CANIM MAÇ GİTTİ

Selman S. Akyüz
Bu kez yazmaya başlamak için 21 dakika bekledim. Uzun süredir görmediğim dolu tribünleri izledim. Susmayan Bursaspor taraftarına, Teksas’a, Radikal’e baktım. Davul seslerine kulak verdim. Sonra sahaya döndüm. 
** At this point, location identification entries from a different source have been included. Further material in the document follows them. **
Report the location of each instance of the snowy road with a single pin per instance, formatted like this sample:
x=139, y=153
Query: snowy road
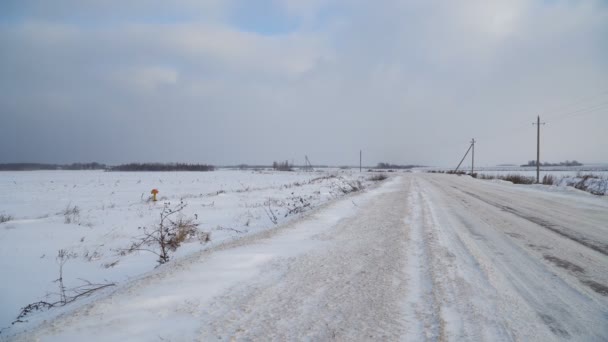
x=423, y=257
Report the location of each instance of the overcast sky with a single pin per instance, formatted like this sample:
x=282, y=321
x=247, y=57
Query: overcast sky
x=228, y=81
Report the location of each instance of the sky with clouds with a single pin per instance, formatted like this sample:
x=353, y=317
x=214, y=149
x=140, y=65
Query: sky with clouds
x=229, y=81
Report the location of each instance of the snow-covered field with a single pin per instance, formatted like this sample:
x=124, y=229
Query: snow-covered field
x=419, y=257
x=112, y=205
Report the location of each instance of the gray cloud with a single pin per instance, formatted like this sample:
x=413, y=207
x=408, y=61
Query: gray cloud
x=408, y=82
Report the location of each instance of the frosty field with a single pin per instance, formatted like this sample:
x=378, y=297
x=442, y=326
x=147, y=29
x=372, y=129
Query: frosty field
x=417, y=256
x=112, y=205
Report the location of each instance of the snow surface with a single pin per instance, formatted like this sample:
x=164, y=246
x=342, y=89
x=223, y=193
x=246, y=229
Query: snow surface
x=112, y=205
x=422, y=257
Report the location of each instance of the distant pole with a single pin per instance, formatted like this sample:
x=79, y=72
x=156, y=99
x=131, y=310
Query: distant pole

Gol atmakta sıkıntı yaşayan Beşinci Şampiyon maça sakin başladı. Mecburen sakindi. Torku Konyaspor öyle başladı ki maça; rakibe üst üste, üç pas yaptırmadı. Sanki bir şeyler olmuştu oyunculara. İlk on birin, geçen hafta Gaziantep deplasmanında üç gol atan kadrodan farkı yoktu. Genelde orta sahada etliye sütlüye pek karışmayan ama isabetli uzun paslar atan Mehmet Güven bile Batalla’nın başından ayrılmadı, koştu, bastı. Defans çok dikkatliydi. Çalım yemekten belini bir türlü doğrultamayan ErgünTeber, yerini koruduğu gibi, ara sıra da atağa çıktı. Djalma ve Recep, Gekas’ı hep kaleye yakın tuttu. Onlardan birinde, 21. dakikada, yine Recep’in pasında Gekas, sol ayağıyla vurup top direkten dışarı çıkınca herkes ayağa kalktı. Ben de yazmaya başladım. 
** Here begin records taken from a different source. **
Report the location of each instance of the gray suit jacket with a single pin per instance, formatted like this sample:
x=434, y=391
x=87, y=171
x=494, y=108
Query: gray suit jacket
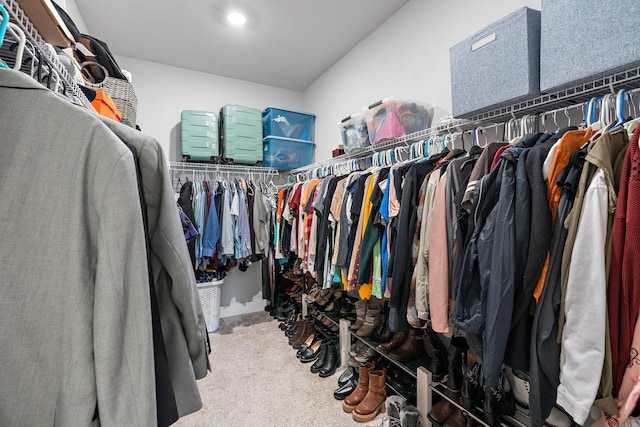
x=75, y=324
x=183, y=324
Normal olarak, 30. dakikadan sonra Torku Konyaspor’un hızı düştü. Ama golcüsü olmadığı için orta sahada yaptığı çalışma sürekli boşa giden Bursaspor, 5 dakika sonra Konyaspor’un üstünlüğünü kabul etmek zorunda kaldı. Yine de savunması, özellikle sağ ve sol bekleri güçlü olduğu için Erdal ve Djalma ne orta yapabildi ne de dikine kaleye gidebildi. 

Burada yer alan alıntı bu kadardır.